メリハリという観点ではやはり作品としてのつかみであり、作品を見続けるかに大きく影響する1話や、作品を見終わったときに一番心に残るであろう最終話に関しては特に力を入れています。中でも最終話は作品の集大成として視聴者に大きなインパクトを与える、あるいは次につながるイメージを持ってもらえるような絵になるよう、こだわって作っています。また私自身が作画監督を目指しているので、キャラクターの絵を似せることにも力を入れています。作画として担当した部分については作画監督さんがチェックしてくれますが、自分でも似せる努力をしていかないと、その立場を目指せないと考えているので、今任されている仕事のうちからもそうした次のステップを意識した原画作りをしています。また、違和感のない動きや芝居に関しては視聴者の皆様に違和感が残らないよう、自分で実際に動いてみて得た気づきなどを取り込むような形で絵に落とし込んでいます。
―――違和感のあるなしについてはどのように判断されているのでしょうか。
演出面の観点では作品のトーンを踏まえて判断することが多いです。例えばリアル調の作品でコミカルな動きが出てきてしまうと明らかに浮いてしまいますし、逆もまた然りです。演出上の意図がある場合はよいのですが、そうでない場合はこの動きが作品全体の世界観に合うかを基準に考えています。ただしそうしたトーンについて監督や演出といったディレクション側と考え方があっているかについては実際に作業しながらすり合わせていく部分もあります。過去に担当したケースでは、悪夢を見て飛び起きるというシーンで、実際に飛び起きるのは動きに無理があると考え、体を横にひねってから起き上がるという動きを描いたのですが、この作品の雰囲気であれば直接飛び起きてしまってOK、といった形で監督から意見を頂き、それをもとに演出がアタリを入れ、作画監督が絵を載せた形で修正依頼が届き、それを私が改めて清書するといったことがありました。

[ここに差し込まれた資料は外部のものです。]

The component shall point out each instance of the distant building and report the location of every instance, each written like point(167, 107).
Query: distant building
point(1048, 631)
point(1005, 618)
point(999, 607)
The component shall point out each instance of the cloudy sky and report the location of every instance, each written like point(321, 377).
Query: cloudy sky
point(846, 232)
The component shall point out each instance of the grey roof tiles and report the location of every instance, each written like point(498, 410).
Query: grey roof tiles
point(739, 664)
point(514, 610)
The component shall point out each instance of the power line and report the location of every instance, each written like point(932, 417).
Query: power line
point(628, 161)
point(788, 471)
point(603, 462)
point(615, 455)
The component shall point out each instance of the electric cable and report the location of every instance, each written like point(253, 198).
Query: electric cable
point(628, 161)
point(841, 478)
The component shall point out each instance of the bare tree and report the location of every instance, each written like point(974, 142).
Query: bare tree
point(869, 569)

―――アニメ制作がチームで行われていることがよくわかります。
修正する際には、監督・演出・動画検査などから修正要望について指示書き頂いたリテイク表というものを参照し、その内容に沿って作業をすることが大前提なのですが、それに加えて個人的に気になった部分を時間の許す限り自主的に修正する(自主リテイク)ことも心がけています。

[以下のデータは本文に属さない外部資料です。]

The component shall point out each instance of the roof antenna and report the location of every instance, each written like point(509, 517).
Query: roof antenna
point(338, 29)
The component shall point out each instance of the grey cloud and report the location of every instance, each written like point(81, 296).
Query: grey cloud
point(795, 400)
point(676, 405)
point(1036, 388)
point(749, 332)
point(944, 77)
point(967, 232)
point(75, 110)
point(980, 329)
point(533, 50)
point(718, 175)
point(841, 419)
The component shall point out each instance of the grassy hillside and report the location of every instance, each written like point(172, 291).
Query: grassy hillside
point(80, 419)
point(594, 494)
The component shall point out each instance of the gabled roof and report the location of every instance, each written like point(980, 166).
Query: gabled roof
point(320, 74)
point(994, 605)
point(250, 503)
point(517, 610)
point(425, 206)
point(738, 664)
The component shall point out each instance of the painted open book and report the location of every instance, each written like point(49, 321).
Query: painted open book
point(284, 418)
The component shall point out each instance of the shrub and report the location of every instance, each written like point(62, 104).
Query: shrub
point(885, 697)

―――ご自身への負荷がかかることを踏まえても自主リテイク対応されるのですね。
担当話数は毎回本気で作っているのですが、作品全体で見たときにスケジュールが厳しいパターンなどもあるため、できるだけ動かしたいと考えて多めに作画したパートが、コストや他パートとの尺の兼ね合いなどで枚数を削られてしまうといったこともあります。そういった意味でも、自分の頑張りでクオリティを上げられる部分はできるだけ対応したいなと。また制作工程全体を俯瞰すると、完成に近い状態まで作り上げてから修正点に気づいて対応する場合その分手戻りも大きくなってしまうため、作画の段階で早めに修正しておけるとベターだから、という点も自主リテイクする理由の一つです。